I have something of a problem i was hoping the gods of the web that
reside here could help me with. I'm making my sitemap for google, and
my site is rather large (2 million+ pages) and when running my python
script it starts off without a hitch. Works beautifully, that is
untill it hits sitemap54.xml.gz... then without fail it crashes. Below
is the message I get. (I cut the file path down to save space as your
don't need to see the huge file path it goes through.)
---
Writing Sitemap file "(file path)/sitemap53.xml.gz" with 50000 URLs
Sorting and normalizing collected URLs.
Writing Sitemap file "(file path)/sitemap54.xml.gz" with 50000 URLs
Traceback (most recent call last):
File "sitemap_gen.py", line 2208, in ?
sitemap.Generate()
File "sitemap_gen.py", line 1780, in Generate
input.ProduceURLs(self.ConsumeURL)
File "sitemap_gen.py", line 979, in ProduceURLs
os.path.walk(self._path, PerDirectory, None)

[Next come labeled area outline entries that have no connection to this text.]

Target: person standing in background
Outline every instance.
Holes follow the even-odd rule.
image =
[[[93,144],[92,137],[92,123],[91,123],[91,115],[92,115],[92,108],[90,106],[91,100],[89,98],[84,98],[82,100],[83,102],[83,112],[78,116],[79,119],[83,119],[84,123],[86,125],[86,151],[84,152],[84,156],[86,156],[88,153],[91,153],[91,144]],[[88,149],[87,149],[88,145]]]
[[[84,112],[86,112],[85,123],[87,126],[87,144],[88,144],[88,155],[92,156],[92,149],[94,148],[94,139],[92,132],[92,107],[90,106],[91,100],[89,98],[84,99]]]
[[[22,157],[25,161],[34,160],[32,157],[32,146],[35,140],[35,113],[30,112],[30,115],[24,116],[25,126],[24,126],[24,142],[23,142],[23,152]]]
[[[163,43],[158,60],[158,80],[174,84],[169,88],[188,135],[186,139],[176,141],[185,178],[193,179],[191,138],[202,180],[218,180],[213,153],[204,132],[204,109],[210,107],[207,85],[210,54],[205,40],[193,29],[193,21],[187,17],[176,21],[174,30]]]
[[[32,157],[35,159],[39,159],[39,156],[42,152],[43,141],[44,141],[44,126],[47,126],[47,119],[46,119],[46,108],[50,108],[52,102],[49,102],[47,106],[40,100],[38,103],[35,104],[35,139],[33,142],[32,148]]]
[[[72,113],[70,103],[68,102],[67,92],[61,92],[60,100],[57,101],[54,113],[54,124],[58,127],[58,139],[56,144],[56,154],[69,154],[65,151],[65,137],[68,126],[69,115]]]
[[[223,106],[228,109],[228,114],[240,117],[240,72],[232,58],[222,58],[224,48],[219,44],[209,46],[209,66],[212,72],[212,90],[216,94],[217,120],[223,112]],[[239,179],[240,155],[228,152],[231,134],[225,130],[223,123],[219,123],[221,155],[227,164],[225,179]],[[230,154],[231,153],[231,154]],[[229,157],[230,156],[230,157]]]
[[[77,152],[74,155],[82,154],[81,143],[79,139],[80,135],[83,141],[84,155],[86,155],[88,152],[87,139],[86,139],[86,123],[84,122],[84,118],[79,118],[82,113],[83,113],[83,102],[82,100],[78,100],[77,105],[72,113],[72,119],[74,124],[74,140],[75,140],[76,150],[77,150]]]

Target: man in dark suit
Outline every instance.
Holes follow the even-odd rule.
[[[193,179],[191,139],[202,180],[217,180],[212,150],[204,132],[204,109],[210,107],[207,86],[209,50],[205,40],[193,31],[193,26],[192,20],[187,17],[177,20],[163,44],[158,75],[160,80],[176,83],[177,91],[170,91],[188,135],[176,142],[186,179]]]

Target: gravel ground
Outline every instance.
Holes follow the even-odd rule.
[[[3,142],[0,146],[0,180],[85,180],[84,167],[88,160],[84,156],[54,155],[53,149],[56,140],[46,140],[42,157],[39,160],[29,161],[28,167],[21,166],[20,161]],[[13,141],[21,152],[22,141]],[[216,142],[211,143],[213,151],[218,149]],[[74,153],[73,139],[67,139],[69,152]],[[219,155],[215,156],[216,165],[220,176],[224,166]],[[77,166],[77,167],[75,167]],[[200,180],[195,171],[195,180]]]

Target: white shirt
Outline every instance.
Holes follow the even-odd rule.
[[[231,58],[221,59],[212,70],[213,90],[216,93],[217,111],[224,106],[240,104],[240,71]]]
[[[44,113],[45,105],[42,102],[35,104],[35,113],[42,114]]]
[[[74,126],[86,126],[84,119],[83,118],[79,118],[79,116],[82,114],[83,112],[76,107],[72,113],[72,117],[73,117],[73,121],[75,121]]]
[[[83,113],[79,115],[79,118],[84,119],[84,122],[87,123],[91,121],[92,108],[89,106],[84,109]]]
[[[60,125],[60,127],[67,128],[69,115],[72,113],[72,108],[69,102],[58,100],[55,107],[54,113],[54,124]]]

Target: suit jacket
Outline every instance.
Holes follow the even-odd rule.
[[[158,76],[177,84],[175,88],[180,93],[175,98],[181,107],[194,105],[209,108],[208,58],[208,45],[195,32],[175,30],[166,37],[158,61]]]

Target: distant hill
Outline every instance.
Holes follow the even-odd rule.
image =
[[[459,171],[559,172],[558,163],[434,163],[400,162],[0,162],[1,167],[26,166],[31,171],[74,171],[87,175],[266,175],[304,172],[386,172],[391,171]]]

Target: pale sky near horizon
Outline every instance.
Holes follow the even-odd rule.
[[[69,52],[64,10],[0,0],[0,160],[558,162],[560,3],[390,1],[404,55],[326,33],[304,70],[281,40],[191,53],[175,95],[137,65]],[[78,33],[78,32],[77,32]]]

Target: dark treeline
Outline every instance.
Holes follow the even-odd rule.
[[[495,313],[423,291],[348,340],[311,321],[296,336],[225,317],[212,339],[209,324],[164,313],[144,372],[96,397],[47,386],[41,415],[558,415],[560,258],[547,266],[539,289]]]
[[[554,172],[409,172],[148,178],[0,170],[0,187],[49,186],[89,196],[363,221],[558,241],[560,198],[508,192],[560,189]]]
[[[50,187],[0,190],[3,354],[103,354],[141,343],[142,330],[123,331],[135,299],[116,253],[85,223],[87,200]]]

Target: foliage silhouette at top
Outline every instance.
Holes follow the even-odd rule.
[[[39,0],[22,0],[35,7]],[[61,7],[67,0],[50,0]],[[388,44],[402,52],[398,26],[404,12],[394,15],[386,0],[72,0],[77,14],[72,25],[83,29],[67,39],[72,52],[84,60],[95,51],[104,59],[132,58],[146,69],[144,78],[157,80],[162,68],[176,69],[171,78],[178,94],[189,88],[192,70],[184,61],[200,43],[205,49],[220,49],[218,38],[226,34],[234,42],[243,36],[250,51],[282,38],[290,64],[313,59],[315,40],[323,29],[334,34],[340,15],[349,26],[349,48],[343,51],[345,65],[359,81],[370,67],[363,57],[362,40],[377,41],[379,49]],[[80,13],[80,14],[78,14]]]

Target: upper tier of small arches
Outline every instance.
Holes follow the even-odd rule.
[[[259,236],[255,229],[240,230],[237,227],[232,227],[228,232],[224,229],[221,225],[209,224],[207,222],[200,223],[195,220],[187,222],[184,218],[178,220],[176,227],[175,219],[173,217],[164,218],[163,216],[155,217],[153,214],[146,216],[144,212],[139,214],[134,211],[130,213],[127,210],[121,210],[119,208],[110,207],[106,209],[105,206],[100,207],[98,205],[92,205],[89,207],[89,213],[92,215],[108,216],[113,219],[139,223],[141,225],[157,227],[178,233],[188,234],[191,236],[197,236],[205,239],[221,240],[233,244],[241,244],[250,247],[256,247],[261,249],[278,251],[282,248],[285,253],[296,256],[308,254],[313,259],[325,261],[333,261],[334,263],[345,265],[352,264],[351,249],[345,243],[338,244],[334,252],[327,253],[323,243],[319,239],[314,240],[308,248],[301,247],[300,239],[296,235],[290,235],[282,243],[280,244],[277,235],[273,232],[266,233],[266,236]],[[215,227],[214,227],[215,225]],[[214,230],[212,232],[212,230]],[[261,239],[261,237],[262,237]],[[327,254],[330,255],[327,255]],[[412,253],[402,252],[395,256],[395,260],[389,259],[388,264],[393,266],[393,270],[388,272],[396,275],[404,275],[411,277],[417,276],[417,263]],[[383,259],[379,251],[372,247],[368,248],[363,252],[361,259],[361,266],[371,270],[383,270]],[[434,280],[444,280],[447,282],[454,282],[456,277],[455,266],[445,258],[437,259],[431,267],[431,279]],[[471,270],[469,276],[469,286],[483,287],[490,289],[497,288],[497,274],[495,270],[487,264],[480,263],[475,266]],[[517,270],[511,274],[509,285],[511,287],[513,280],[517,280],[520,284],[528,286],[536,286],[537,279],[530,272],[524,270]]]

File "/usr/lib/python2.4/posixpath.py", line 298, in walk
walk(name, func, arg)
File "/usr/lib/python2.4/posixpath.py", line 298, in walk
walk(name, func, arg)
File "/usr/lib/python2.4/posixpath.py", line 298, in walk
walk(name, func, arg)
File "/usr/lib/python2.4/posixpath.py", line 298, in walk
walk(name, func, arg)
File "/usr/lib/python2.4/posixpath.py", line 298, in walk
walk(name, func, arg)
File "/usr/lib/python2.4/posixpath.py", line 290, in walk
func(arg, top, names)
File "sitemap_gen.py", line 974, in PerDirectory
PerFile(dirpath, name)
File "sitemap_gen.py", line 959, in PerFile
consumer(url, False)
File "sitemap_gen.py", line 1841, in ConsumeURL
self._urls[hash] = 1
MemoryError
---
Anyone have any incite or work arounds to how i can free up the
apparent memory that is gummed up by this process? Any help is
greatfully appreciated!
Can you set the verbose attribute of
the <site> node in config.xml to 3
(highest level of diagnostic data for
when you run the sitemap generator),
to if you get more diagnostic messages
and
check if you get a diagnostic message
about the directory being walked at the time
before that error message in walk.
Are you using the directory nodes of
config.xml to walk your server file system?
Another thing is that 2 millions+ URLs are quite a lot,
are you sure there are no duplicate URLs,
and that you want to list all these URLs
in your sitemaps?
> I have something of a problem i was hoping the gods of the web that
> reside here could help me with. I'm making my sitemap for google, and
> my site is rather large (2 million+ pages) and when running my python
> script it starts off without a hitch. Works beautifully, that is
> untill it hits sitemap54.xml.gz... then without fail it crashes. Below
> is the message I get. (I cut the file path down to save space as your
> don't need to see the huge file path it goes through.)
> ---
> Writing Sitemap file "(file path)/sitemap53.xml.gz" with 50000 URLs
> Sorting and normalizing collected URLs.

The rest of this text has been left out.